507: Such small quantities are denoted by $\epsilon_1$, $\epsilon_2$,
508: $\dot\epsilon$, $\ddot\epsilon$, $\epsilon'$, $\epsilon''$, etc.;
509: and the value of $\epsilon$ on which they depend is either mentioned
510: explicitly or should be clear from the context.
511: 
512: Consider two random variables
513: $X$ and $Y$ with joint distribution $p(xy)$.  $T_\epsilon^n\big(X)$
514: is the usual typical set.  Sometimes we also need to consider
515: the set $S_{\epsilon,Y}^n(X)\triangleq\Big\{\mathbf{x}^n\,\Big|\,
516: T_\epsilon^n\big(Y\big|\mathbf{x}^n\big)\neq\emptyset\Big\}$.  Clearly,
517: $S_{\epsilon,Y}^n(X)\subseteq T_\epsilon^n\big(X)$.  But we also
518: know from~\cite[Ch.\ 5]{Yeung:01}, that
519: $\Big|\frac 1 n\log\big|S_{\epsilon,Y}^n(X)\big|-H(X)\Big|<\dot\epsilon$.
520: That is, although there may exist strongly typical sequences $\mathbf{x}^n$
521: for which there are no sequences $\mathbf{y}^n$ jointly typical with them,
522: these $\mathbf{x}^n$'s form a set of vanishing measure.
523: 
524: Some standard operations on sets are intersection
525: ($\mathbf{A}\cap\mathbf{B}$), union ($\mathbf{A}\cup\mathbf{B}$),
526: complementation ($\mathbf{A}^c$) and difference
527: ($\mathbf{A}\backslash\mathbf{B}$).   The set of all subsets of
528: $\mathbf{S}$ is denoted by $2^{\mathbf{S}}$.  The convex closure of $\mathbf{S}$
529: is denoted by
530: $\overline{\mathbf{S}}=\bigcap\big\{\mathbf{S}'\;\big|\;\mathbf{S}\subseteq
531: \mathbf{S}'\,\wedge\,\mathbf{S}'\mbox{ is closed and convex}\big\}$.
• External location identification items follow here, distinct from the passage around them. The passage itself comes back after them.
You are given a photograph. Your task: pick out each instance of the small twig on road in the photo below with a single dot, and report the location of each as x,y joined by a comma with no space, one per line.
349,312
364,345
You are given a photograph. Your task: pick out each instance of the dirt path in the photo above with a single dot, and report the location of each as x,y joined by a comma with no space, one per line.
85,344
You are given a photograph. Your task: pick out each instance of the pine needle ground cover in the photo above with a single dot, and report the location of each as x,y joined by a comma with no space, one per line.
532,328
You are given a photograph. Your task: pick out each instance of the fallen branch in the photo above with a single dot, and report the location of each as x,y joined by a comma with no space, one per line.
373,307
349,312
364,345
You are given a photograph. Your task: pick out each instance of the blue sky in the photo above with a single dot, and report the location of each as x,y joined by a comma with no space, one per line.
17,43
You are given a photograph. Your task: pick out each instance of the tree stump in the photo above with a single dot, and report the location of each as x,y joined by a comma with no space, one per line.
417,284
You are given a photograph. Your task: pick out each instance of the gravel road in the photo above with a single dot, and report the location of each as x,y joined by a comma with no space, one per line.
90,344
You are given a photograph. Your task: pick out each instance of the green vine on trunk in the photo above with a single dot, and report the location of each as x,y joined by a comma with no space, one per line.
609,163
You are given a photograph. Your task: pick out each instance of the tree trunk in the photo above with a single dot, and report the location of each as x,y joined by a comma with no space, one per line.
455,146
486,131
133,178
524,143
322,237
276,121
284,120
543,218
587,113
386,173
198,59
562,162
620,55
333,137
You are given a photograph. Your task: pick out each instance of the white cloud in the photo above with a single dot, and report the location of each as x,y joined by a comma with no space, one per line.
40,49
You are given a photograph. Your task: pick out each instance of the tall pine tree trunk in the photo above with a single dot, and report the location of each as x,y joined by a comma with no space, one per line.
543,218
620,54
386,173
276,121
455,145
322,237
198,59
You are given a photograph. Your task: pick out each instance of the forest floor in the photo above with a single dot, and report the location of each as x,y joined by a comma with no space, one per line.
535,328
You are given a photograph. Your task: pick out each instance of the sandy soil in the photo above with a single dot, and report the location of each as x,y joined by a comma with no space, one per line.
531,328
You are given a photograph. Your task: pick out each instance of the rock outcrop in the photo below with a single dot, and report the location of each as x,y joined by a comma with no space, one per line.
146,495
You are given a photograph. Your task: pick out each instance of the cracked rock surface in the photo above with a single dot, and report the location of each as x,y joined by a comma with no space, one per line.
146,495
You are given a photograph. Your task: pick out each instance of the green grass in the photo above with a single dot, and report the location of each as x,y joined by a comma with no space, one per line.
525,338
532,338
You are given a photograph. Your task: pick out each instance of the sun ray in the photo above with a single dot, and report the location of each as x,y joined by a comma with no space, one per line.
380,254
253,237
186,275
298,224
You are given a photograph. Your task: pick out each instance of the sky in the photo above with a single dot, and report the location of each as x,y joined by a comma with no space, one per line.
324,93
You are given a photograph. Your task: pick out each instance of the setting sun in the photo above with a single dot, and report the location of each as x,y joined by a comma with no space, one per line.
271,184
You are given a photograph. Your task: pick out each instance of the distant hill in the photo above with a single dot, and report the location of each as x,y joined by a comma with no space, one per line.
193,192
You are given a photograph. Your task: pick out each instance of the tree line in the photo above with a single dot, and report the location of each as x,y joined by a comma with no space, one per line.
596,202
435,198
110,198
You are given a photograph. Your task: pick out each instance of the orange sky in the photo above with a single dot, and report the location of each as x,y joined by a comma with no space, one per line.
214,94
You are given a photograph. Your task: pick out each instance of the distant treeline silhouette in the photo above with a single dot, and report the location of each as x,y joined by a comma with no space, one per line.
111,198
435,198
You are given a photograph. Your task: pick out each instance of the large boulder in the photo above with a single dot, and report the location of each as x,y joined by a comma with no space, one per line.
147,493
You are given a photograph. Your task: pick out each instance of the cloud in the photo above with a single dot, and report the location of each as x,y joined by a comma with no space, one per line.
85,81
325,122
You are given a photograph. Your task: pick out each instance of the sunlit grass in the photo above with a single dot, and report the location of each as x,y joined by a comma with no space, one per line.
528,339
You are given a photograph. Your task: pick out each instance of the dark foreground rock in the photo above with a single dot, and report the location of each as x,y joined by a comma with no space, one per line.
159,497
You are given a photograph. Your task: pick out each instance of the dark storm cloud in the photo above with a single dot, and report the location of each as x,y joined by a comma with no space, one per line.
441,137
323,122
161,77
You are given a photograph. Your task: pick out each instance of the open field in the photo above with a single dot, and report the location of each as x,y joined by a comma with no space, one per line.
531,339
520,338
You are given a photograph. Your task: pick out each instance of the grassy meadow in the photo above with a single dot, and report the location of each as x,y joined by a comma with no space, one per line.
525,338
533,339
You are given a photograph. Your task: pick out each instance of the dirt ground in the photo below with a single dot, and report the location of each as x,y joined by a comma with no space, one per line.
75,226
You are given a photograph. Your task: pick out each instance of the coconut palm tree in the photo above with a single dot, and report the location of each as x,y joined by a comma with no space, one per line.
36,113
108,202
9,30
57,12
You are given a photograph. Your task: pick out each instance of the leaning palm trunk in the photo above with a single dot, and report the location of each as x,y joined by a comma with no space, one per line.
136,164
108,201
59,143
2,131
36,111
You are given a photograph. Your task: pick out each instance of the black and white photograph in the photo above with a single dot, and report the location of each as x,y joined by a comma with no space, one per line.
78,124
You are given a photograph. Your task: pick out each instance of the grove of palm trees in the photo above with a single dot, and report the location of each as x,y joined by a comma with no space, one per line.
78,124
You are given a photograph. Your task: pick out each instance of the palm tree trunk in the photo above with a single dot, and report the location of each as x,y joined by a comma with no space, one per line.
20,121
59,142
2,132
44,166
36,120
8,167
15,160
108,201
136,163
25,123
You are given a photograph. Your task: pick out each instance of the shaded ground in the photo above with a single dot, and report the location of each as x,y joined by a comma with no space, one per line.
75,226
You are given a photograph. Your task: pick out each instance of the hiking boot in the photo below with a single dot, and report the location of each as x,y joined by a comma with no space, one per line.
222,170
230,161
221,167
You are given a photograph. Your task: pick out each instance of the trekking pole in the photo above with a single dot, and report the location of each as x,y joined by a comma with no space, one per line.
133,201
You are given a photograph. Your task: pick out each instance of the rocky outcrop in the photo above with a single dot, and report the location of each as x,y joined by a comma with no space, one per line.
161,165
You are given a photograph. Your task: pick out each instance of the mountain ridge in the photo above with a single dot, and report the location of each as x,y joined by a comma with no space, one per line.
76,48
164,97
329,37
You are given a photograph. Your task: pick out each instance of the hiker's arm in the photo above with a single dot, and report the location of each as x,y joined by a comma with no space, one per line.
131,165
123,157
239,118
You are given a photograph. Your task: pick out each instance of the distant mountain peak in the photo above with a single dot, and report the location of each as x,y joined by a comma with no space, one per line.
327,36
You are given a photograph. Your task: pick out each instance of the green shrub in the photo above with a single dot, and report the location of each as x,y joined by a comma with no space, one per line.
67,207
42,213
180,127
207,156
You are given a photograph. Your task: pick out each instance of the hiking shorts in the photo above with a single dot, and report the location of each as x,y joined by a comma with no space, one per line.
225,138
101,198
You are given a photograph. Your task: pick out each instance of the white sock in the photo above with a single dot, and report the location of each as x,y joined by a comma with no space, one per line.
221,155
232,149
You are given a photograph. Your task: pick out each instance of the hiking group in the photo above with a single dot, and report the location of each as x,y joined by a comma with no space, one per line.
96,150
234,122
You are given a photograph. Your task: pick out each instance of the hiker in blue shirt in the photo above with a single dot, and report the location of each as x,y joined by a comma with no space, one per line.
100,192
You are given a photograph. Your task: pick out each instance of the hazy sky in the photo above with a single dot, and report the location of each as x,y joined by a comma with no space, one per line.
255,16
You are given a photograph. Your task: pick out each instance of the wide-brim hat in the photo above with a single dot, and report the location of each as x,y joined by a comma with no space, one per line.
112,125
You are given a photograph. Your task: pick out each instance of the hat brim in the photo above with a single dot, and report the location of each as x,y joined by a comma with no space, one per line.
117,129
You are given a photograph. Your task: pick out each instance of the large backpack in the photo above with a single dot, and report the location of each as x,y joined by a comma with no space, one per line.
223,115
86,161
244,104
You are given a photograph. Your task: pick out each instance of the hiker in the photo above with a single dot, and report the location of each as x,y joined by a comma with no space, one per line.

532: Given a set $\mathbf{S}$, a cover of size $N$ of $\mathbf{S}$ is a
533: collection of sets $\mathcal{S}=\big\{\mathbf{S}_i:i=1...N\big\}$,
534: such that $\mathbf{S}\subseteq\bigcup_{i=1}^N\mathbf{S}_i$.  If a
535: cover further satisfies that $\mathbf{S}_i\cap \mathbf{S}_j=\emptyset$
536: ($1\leq i\neq j\leq N$), and that $\mathbf{S}=\bigcup_{i=1}^N
537: \mathbf{S}_i$, then we say that $\mathcal{S}$ is a {\em partition}
538: of $\mathbf{S}$.
539: 
540: Consider two sets, $\mathbf{A}$ and $\mathbf{B}$, for which
541: $P\big(\mathbf{B}\big|\mathbf{A}\big)=1$: clearly,
542: $P\big(\mathbf{A}\cap\mathbf{B}\big)=P\big(\mathbf{A}\big)$,
543: and hence $\mathbf{A}\subseteq\mathbf{B}$, except perhaps for
544: a set of measure zero.  If instead we have a slightly weaker
545: condition, namely that $P\big(\mathbf{B}\big|\mathbf{A}\big)>1-\epsilon$,
546: then we say that $\mathbf{A}$ is {\em weakly included} in $\mathbf{B}$,
547: and we denote this by $\mathbf{A}\subseteq_\epsilon\mathbf{B}$.
548: 
549: \subsection{Distributed Rate-Distortion Codes}
550: 
551: Consider two sources $X$ and $Y$, out of which random pairs of
552: sequences $\big(X^n,Y^n\big)$ are drawn i.i.d.~$\sim p(xy)$ from two
553: finite alphabets, denoted $\mathcal{X}$ and
554: $\mathcal{Y}$, and reproduced with elements of two other alphabets
555: $\hat{\mathcal{X}}$ and $\hat{\mathcal{Y}}$.  The two sources
556: $X$ and $Y$ are processed by two separate encoders.  The
557: {\em encoders} are two functions:
558: \[ f_1:\; \mathcal{X}^n \;\;\to\;\; \big\{1,2,\dots,2^{nR_1}\big\}
559:    \mbox{\hspace{1cm}and\hspace{1cm}}
560:    f_2:\; \mathcal{Y}^n \;\;\to\;\; \big\{1,2,\dots,2^{nR_2}\big\}.
561: \]
562: These encoding functions map a block of $n$ source symbols to discrete
563: indices.  The {\em decoder} is a function
564: \[ g:\;\big\{1,2,\dots,2^{nR_1}\big\}\times\big\{1,2,\dots,2^{nR_2}\big\}
565:        \;\;\to\;\; \hat{\mathcal{X}}^n \times \hat{\mathcal{Y}}^n, \]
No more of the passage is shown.